Lieber nicht tanzen
So erklärt Paal zum Beispiel, dass Sprache eh wichtig ist, denn: „Wenn ich das, was ich Ihnen erzählen will, tanzen müsste, würden Generationen an Waldorfpädagogen in den Selbstmord getrieben.“
An anderer Stelle sagt er sogar: "Ich finde Sprache toll: Man hat dauernd was im Mund und wird davon trotzdem nicht dick."
Das Wittgensteinsche Schweigen über das, worüber man nicht sprechen könne, helfe schließlich auch nicht weiter.
Und: Sogar Paarhufer könnten den Gehalt von Konditionalsätzen vermitteln: „Waunn’s is, hau’ i di nieder.“
Pavian-Paarungen
Über das Imponiergehabe in der Tierwelt scheint Paal überhaupt besonders gern zu parlieren. Dscheladas zum Beispiel. Die markanten Fangzänge dieser afrikanischen Paviangattung würden wohl nicht dazu dienen, während des Verzehrs von Grünzeug „Heuschrecken zu überwältigen“. Es gehe schlicht um Angeberei und Auslese. Die Dschelada-Mannsbilder machen die Rechnung aber ohne ihre Weibchen, die sich unabhängig von der Begutachtung der Hauer lieber so manch „kleinwüchsigen Lustknaben“ angeln. Diese würden sich dann aber schnell wieder schleichen, bevor es um die Aufzucht der Jungen geht. Schließlich drohe auch die Gefahr, von den Alphas „aus dem Pelz geprügelt“ zu werden.

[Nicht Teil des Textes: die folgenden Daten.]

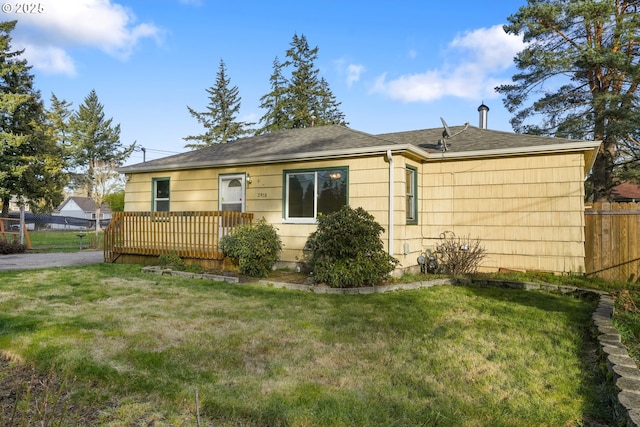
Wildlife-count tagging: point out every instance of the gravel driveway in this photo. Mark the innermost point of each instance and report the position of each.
(48, 260)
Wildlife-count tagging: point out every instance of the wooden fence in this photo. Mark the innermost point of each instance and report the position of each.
(612, 241)
(193, 235)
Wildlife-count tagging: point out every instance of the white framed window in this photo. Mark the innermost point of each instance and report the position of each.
(411, 191)
(310, 192)
(161, 194)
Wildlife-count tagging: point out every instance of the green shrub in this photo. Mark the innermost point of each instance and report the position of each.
(256, 247)
(346, 250)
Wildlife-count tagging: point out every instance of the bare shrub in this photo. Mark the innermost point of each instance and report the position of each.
(459, 255)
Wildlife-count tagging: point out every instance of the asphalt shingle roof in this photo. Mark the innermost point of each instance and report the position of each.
(470, 138)
(298, 144)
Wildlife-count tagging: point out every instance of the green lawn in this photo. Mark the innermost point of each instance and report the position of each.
(135, 348)
(64, 240)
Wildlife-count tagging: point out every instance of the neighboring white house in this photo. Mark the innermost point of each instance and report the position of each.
(77, 207)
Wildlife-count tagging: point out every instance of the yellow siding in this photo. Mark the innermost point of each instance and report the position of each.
(527, 211)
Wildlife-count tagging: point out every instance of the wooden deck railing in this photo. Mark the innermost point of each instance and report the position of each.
(10, 231)
(188, 234)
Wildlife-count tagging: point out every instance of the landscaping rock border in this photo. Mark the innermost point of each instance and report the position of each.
(622, 370)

Der Mensch könne im Gegensatz dazu aber auch über Dinge reden, „die noch nicht sind“, das nenne man Planung. Oder über Dinge, „die nicht mehr sind“, das ist die Geschichte.
Untergut
Das Abschweifen in die Geschichtswissenschaft setzt an dem Zeitpunkt an, als die Menschen erkennen, dass es „untergut“ ist, „die eigene Wohnhöhle zu latrinieren“. Dann erörtert Paal, dass das Geschichtestudium zu seiner Zeit lediglich eine Aneinanderreihung von Schlachten bot. Das sei so, als würde man bei einer Autofahrt auf der Westautobahn zwischen Wien und Salzburg jede Abzweigung ansteuern, während der Hauptstrom, wo’s wirklich weitergeht, nicht beachtet würde: Der Alltag.

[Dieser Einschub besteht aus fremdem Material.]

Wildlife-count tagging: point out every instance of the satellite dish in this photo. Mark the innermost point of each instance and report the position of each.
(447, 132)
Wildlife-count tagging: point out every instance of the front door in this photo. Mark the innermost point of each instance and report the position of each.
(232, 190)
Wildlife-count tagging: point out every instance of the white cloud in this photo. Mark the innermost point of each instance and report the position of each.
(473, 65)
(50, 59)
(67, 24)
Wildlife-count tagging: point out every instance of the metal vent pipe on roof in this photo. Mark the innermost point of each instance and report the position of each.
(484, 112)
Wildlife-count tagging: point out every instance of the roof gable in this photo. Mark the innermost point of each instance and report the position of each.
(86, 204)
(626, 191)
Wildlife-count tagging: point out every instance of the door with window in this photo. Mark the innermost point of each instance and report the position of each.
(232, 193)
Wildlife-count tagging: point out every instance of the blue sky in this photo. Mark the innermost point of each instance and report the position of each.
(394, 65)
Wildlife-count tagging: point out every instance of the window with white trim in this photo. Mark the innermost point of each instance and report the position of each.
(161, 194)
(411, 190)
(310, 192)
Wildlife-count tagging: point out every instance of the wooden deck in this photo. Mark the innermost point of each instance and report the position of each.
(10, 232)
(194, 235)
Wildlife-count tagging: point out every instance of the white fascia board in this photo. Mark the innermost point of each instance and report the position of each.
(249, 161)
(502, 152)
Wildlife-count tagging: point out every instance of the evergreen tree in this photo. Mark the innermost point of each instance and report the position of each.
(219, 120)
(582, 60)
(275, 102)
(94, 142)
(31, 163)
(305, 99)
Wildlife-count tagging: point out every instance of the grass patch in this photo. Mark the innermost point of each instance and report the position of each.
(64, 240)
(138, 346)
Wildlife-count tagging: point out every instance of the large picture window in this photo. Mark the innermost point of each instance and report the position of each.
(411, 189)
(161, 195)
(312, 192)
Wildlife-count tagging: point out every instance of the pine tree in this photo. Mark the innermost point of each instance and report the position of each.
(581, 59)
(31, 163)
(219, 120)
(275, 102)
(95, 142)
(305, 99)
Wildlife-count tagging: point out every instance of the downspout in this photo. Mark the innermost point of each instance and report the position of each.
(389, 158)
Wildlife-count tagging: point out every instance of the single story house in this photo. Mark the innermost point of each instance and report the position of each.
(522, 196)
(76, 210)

Dass Paal jede noch so unerwartete Abzweigung im Denken ansteuert, macht auch dieses Programm zu einem gehirnzellenfordernden Erlebnis.
Pausenaufgabe
Vor der Pause gibt es noch eine Denkaufgabe: Man möge sich einen außerhalb des unendlichen Raumes gelegenen Punkt denken. Nach der Pause bestätigt sich die Vermutung: Das geht gar nicht, weil man sich ohne räumlichen Bezug nichts vorstellen könne. Man könne höchstens versuchen, sich vorzustellen, dass der Punkt an einem anderen Tag gesetzt wird. Sein Rat: „Aber versuchen Sie’s nicht. Man verhaut sich den Abend!“
Der Abend im Stadtsaal ist auch im zweiten Teil kein Verhau. Beim Thema Künstliche Intelligenz wird Paal, der ansonsten fast gänzlich ohne Aktualitäten arbeitet (das Wort Corona kommt kein einziges Mal vor), sogar ein bisschen gesellschaftskritisch: „Da kann’s passieren, dass ma uns an’ festen Schas eintreten.“
Pifzi, Pafzi
Zwischen New York und London, erzählt er, wurde vor ein paar Jahren ein neues Glasfaserkabel verlegt, das einen weniger gekrümmten Verlauf hat als das bisherige. Sechs Tausendstel Sekunden würden dadurch eingespart. Für einen Gelegenheitssurfer nicht wahrnehmbar, aber für Börsianer offenbar der entscheidende Vorsprung. Versilbert werde dieser Vorsprung aber nicht von Hochgeschwindigkeitsmausklickern, sondern über künstliche Intelligenz. Wer solche Unterschiede auf der Welt schaffe, brauche sich über kommende Kriege nicht zu wundern. Geführt würden diese dann aber nicht von Kampfrobotern, meint Gunkl. - „Pifzi, Pafzi.“
Apropos Krieg: Würde der Mensch aus der Geschichte lernen, hätte es nur genau einen Krieg auf der Welt gegeben. Aber schon die alten Chinesen wussten, warum sie ihren Feinden wünschen: „Mögest du in interessanten Zeiten leben.“
Die gegenwärtigen interessanten Zeiten erwähnt Paal nur bei der Verabschiedung nach dem ausgiebigen Schlussapplaus: „Zum Schönsten, dass zwischen Menschen entstehen kann, zählt die Distanz!“
Lachen zwischen Plexiglas
Auf Abstand setzt man im Wiener Stadtsaal auch in diesen orangen Ampeltagen nicht. Der geräumige Saal ist ziemlich gut gefüllt, die verschiedenen Besuchergruppen werden aber durch Plexiglasscheiben voneinander getrennt.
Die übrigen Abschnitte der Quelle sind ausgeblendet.